Ahora bien, ¿qué pasaría si un golpe de estado es avalado por las leyes? ¿Sería un golpismo orquestado por mandatarios civiles? O ¿dejaría de ser una intentona militar y se convertiría en una reconfiguración nacional? Esta clase de interrogantes me surgieron hace ya varios meses, aproximadamente en noviembre pasado, cuando me encontré con un artículo del investigador John M. Ackerman titulado: Golpe de Estado Silencioso. El articulo versa en torno al riesgo inminente en el que se encuentra el Estado mexicano de concretarse la aprobación de la ley de seguridad interior misma que avala el actuar del ejército mexicano en las operaciones de seguridad pública del país, que en palabras de Ackerman lo describe de la siguiente manera: La intromisión de las fuerzas militares en la vida política y social del país ha llegado a extremos intolerables que ponen en riesgo tanto la institucionalidad democrática como la soberanía nacional. Hoy atestiguamos el equivalente a un golpe de Estado subrepticio y silencioso. Si la sociedad no detiene la militarización rampante, Los Pinos, pronto podría ser ocupado por un general.
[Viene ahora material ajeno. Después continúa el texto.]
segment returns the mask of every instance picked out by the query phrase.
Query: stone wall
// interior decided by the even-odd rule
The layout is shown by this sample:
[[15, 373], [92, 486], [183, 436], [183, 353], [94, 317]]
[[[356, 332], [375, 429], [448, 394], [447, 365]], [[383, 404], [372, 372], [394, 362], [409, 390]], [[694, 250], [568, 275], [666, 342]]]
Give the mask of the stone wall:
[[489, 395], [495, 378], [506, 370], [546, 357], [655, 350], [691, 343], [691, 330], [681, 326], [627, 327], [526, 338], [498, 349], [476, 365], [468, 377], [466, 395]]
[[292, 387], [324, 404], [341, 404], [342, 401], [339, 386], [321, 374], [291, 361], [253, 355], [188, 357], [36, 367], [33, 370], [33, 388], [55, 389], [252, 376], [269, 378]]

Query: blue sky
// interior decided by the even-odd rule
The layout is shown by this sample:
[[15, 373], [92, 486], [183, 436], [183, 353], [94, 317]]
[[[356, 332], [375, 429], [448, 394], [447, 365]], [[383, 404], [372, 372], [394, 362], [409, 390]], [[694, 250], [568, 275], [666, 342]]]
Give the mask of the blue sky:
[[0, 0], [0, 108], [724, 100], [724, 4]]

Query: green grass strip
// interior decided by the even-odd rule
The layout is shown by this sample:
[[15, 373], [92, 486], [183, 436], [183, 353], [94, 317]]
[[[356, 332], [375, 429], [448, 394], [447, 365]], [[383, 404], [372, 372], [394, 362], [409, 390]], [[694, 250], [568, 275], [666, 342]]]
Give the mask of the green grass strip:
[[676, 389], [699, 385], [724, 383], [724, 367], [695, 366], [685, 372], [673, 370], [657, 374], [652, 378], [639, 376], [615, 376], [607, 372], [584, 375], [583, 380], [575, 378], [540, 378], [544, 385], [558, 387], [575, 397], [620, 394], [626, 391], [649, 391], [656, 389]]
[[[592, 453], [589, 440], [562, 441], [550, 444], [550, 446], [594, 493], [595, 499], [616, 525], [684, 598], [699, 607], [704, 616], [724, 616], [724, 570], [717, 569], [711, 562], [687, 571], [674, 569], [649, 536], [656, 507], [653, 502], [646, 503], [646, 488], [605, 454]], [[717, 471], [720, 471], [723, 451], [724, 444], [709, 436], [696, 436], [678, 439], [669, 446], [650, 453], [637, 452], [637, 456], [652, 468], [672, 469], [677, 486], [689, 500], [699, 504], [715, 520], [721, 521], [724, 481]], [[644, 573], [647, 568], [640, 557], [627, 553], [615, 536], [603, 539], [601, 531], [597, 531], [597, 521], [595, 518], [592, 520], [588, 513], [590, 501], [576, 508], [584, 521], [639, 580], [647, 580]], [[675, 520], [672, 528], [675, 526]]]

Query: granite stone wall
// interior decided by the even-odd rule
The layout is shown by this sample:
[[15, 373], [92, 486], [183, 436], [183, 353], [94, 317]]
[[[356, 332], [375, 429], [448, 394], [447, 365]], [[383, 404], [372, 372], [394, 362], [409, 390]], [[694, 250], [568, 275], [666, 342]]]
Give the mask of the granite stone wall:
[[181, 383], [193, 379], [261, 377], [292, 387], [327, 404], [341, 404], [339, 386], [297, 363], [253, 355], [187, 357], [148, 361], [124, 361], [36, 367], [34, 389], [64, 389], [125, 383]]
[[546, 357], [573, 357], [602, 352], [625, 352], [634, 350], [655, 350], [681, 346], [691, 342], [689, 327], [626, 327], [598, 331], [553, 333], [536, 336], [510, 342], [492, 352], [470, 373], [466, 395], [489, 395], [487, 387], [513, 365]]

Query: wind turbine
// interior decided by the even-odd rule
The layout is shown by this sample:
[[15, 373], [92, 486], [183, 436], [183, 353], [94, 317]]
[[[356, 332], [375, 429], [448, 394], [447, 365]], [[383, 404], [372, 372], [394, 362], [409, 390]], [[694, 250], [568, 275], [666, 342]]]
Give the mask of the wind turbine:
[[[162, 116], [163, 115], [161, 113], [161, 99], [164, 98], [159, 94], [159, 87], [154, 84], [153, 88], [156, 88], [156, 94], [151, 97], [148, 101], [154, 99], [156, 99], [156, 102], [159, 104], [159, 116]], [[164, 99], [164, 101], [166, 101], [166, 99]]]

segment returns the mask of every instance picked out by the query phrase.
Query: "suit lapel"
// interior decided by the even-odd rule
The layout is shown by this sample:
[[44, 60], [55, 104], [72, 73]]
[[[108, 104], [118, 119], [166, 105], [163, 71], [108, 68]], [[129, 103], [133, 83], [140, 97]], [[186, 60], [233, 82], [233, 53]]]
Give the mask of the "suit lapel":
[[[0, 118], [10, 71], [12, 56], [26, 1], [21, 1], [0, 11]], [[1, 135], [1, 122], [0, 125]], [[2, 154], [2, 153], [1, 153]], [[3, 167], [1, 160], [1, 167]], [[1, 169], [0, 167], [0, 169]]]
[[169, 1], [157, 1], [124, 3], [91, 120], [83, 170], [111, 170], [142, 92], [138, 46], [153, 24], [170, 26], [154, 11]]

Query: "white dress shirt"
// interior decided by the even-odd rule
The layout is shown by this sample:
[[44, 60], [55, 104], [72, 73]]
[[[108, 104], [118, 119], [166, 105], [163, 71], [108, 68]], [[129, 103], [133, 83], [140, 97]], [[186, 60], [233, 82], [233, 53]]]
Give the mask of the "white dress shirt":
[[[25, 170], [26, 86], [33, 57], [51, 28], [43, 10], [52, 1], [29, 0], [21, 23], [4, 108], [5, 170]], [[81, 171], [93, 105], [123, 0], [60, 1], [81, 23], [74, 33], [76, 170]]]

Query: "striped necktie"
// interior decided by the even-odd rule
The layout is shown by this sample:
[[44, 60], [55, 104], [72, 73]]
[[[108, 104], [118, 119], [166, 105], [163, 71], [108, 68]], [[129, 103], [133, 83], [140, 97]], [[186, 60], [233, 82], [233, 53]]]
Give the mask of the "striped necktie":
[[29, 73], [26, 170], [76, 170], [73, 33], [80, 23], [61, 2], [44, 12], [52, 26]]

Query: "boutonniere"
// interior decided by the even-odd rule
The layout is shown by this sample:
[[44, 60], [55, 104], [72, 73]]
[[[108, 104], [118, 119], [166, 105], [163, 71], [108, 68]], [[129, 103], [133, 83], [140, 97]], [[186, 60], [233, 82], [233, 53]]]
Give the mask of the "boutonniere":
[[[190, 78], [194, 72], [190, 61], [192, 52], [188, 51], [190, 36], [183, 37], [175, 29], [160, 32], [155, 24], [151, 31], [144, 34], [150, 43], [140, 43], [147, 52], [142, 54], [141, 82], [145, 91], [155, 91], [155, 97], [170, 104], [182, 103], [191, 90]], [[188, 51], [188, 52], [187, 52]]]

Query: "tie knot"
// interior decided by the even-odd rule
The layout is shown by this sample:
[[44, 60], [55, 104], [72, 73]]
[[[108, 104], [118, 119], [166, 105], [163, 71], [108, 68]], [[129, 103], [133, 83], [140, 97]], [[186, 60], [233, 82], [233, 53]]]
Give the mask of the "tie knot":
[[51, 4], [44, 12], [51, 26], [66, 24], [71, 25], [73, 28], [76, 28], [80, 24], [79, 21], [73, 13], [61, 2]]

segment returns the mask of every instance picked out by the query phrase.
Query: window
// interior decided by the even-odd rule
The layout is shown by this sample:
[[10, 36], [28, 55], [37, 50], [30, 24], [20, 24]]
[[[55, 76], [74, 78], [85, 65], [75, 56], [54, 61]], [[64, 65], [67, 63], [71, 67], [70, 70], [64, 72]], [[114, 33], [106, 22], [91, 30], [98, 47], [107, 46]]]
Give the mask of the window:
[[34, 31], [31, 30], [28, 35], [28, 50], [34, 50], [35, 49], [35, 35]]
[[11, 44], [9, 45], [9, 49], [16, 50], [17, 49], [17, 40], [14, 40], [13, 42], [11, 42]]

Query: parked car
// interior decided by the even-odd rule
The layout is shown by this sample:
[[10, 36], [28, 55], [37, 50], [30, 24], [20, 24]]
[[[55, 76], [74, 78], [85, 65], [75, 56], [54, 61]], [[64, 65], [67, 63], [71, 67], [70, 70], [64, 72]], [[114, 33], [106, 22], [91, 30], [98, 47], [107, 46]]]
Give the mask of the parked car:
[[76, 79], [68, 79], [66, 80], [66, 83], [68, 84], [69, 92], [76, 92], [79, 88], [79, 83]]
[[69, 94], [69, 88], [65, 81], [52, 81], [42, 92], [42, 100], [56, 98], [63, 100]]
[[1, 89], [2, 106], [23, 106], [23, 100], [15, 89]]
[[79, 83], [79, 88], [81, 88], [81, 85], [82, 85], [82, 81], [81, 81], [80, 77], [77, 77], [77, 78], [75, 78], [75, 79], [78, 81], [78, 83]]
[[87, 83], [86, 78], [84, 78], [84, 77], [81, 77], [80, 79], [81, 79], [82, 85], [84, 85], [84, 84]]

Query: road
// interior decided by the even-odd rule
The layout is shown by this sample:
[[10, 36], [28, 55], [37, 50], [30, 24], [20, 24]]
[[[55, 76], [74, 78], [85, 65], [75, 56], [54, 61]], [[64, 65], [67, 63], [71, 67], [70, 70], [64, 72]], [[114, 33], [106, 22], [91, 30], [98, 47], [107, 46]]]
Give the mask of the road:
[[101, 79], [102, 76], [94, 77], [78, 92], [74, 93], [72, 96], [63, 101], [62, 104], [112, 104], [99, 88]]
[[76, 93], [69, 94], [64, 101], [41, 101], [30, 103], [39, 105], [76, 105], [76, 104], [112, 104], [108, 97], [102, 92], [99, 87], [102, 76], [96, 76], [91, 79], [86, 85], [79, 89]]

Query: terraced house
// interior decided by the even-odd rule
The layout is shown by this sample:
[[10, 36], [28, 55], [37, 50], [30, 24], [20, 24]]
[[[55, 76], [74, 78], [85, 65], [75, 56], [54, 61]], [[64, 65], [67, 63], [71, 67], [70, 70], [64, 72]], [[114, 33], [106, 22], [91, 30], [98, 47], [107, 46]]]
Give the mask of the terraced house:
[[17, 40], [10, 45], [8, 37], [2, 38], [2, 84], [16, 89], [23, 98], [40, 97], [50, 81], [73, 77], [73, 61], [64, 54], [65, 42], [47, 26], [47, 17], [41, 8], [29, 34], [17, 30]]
En las últimas semanas los principales diarios del país se han dedicado a dar cobertura al proceso de militarización que el régimen actual trata de instaurar; entre las distintas notas que me dediqué a leer pude apreciar dos factores interesantes, la mayoría menciona la presión ejercida por el titular de la Secretaría de la Defensa Nacional hacia los representantes de los máximos órganos legislativos, para la rápida aprobación de la iniciativa de ley y la guerra sin cuartel emprendida en el sexenio calderonista que como todos sabemos arrojó consecuencias fatales. Retomando a Ackerman el principal riesgo al que nos enfrentamos con la militarización es la violación de las garantías individuales y los derechos humanos, pero también se encontraría en riesgo nuestra soberanía pues el allanamiento militar en el gobierno se convertiría en caldo de cultivo para una mejor intervención extranjera–no hace falta mencionar quien sería la principal amenaza— acciones fallidas de un gobierno que se cae a pedazos.

Más allá de un golpe de estado lo que en realidad tenemos frente a nosotros es una reconfiguración política subrepticia, un cambio encabezado por el jefe del ejecutivo, mismo que pretende entregar la estafeta de mando al ejército en sus últimos y resquebrajados años de gobierno, una acción que evidencia a toda costa el poder inconmensurable que el ejército amasó en los últimos años. Tan solo habrá que hacer un recuento de los hechos violentos en los que el ejército se ha visto inmerso, desde la desaparición forzada de los 43 normalistas de Ayotzinapa, Tlatlaya y Tanhuato hasta las diversas acusaciones de violación a los derechos humanos que han sido señalados de forma constante por la CNDH y decenas de organizaciones civiles, en suma, un ejército que se ha caracterizado por salir impune de todas y cada una de las operaciones criminales que ha cometido; permitir que su estancia en las calles se legalice se convertiría en la sentencia de muerte del actual sexenio que al igual que el pasado dio cuenta de una guerra sin cuartel, una falta de gobernabilidad  y una crisis incontrolable.